Ocean Wilsons Holdings Ltd on Friday said its investment portfolio delivered a solid second-quarter return, as it confirmed its proposed merger with Hansa Investment Co Ltd remains on track to complete next month.

The Bermuda-registered investment firm said its portfolio returned 6.2% in US dollar terms in the three months to June 30, lifting year-to-date performance to 5.1% despite what it called a ‘challenging macroeconomic environment’ marked by trade uncertainty and geopolitical tensions.

As of June 30, the portfolio was valued at $340.9 million, equivalent to $9.64 per share. Including $603.3 million of cash held before its recent tender offer, implied net asset value stood at $944.2 million, or $26.70 per share.

Shares in the firm were 0.7% higher at 1,148.14 pence in London on Friday morning.

Ocean Wilsons also completed the $594 million sale of its 56% stake in Brazilian port and maritime logistics firm Wilson Sons SA in June, strengthening its balance sheet. It distributed a final dividend from that holding in July, paying $0.59 per share.

The company subsequently returned £109.1 million to shareholders via a tender offer, repurchasing 7.07 million shares, about 20% of its issued share capital, at 1,543p each.

Looking ahead, Ocean Wilsons said its independent committee continues to recommend shareholders vote in favour of its all-share merger with London-listed Hansa, announced in July.

Under the agreed terms, Ocean Wilsons investors will receive 1.4925 new Hansa share units, each comprising one voting ordinary share and two non-voting ’A’ ordinary shares, for each Ocean Wilsons share held.
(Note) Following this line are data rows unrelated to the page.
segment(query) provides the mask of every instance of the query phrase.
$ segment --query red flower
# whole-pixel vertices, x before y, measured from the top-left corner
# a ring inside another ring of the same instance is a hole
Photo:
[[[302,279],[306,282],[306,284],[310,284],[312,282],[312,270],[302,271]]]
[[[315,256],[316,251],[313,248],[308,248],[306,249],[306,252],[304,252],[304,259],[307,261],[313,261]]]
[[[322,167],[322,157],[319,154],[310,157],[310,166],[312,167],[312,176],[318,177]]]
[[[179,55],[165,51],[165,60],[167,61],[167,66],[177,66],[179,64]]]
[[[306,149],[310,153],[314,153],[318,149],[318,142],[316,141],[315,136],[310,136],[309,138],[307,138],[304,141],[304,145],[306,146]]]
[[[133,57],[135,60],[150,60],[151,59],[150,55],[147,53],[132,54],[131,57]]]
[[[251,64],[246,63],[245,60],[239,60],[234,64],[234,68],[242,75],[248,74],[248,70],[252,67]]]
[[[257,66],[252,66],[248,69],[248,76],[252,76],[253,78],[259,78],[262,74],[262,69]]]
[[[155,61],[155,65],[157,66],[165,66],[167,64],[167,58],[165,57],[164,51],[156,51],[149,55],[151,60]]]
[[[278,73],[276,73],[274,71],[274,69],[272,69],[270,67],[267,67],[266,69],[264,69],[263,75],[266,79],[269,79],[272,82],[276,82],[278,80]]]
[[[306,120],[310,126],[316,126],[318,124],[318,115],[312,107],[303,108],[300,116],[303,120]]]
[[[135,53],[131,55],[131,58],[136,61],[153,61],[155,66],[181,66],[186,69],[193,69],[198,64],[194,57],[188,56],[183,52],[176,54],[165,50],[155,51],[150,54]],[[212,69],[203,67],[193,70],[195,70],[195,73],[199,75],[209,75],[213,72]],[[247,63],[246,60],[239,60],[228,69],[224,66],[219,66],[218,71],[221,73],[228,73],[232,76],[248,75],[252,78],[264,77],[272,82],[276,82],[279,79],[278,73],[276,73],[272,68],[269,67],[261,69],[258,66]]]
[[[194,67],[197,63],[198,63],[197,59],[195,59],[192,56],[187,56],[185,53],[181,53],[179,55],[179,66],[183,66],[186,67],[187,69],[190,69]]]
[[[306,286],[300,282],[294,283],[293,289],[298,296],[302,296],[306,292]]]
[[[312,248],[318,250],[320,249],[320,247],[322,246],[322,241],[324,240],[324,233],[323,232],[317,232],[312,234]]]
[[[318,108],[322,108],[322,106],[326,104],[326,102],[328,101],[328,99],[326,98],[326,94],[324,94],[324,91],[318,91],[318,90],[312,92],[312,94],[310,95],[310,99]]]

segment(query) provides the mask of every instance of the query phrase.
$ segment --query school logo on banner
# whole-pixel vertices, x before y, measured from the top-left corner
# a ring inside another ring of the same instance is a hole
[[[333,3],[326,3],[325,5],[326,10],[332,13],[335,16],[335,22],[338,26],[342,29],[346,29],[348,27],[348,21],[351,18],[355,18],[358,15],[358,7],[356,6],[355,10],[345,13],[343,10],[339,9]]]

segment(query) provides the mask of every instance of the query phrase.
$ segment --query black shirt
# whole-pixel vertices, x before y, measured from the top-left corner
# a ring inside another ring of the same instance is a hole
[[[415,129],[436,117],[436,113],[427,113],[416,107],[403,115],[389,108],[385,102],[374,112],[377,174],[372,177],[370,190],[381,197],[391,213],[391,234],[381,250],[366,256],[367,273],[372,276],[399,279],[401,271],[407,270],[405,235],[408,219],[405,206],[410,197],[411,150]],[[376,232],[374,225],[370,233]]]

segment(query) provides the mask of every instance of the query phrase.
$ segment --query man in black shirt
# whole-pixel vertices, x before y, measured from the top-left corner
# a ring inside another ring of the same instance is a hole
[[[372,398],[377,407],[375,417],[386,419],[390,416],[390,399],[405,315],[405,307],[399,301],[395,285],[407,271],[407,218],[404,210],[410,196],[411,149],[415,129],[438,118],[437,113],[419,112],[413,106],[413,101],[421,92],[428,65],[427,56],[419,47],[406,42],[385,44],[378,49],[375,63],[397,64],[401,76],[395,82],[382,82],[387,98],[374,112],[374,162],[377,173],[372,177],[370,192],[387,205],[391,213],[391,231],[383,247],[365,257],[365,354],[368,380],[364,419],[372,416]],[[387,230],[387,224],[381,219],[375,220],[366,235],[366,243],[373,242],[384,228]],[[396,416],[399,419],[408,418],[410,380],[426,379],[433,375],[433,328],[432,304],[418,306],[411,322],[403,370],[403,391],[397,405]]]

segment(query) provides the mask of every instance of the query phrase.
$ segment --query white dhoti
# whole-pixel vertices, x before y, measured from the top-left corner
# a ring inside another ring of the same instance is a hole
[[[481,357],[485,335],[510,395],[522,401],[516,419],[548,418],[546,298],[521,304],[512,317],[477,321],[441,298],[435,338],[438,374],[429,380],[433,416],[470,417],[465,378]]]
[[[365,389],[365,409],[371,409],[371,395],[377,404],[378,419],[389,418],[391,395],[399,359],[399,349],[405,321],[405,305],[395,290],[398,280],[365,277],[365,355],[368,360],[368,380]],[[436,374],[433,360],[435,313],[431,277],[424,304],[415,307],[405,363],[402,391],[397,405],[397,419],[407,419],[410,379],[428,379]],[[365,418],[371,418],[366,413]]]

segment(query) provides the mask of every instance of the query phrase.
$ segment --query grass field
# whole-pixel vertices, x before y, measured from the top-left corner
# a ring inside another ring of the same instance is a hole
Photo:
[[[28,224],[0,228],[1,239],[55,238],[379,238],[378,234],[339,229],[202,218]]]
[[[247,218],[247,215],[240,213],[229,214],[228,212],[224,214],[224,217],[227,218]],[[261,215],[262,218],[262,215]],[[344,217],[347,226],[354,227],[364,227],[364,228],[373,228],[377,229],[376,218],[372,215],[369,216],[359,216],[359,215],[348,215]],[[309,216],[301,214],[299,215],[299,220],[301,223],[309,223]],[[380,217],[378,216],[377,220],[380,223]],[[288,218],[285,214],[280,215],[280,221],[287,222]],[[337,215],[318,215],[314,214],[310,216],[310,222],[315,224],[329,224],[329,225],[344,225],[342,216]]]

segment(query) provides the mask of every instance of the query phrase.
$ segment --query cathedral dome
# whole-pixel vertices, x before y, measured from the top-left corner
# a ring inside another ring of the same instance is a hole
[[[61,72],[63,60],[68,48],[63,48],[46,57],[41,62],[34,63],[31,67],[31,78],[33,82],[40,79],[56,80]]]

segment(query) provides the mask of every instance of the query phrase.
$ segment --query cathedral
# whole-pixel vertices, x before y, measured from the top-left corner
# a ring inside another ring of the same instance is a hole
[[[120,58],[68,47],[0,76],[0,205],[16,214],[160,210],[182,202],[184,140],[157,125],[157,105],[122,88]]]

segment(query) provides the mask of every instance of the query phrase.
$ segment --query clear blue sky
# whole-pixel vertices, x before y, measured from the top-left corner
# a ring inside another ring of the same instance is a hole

Shares in Bermuda-based closed-ended investment company Hansa were down 1.5% at 258.16 pence in London on Friday morning. Its A‘ ordinary shares fell 1.1% to 251.29 pence.

The combination is expected to create a diversified, closed-ended investment company with more than £900 million in net assets, increased scale, broader market liquidity and cost efficiencies. The deal remains subject to shareholder approval at a court meeting on September 12, with completion targeted for late September.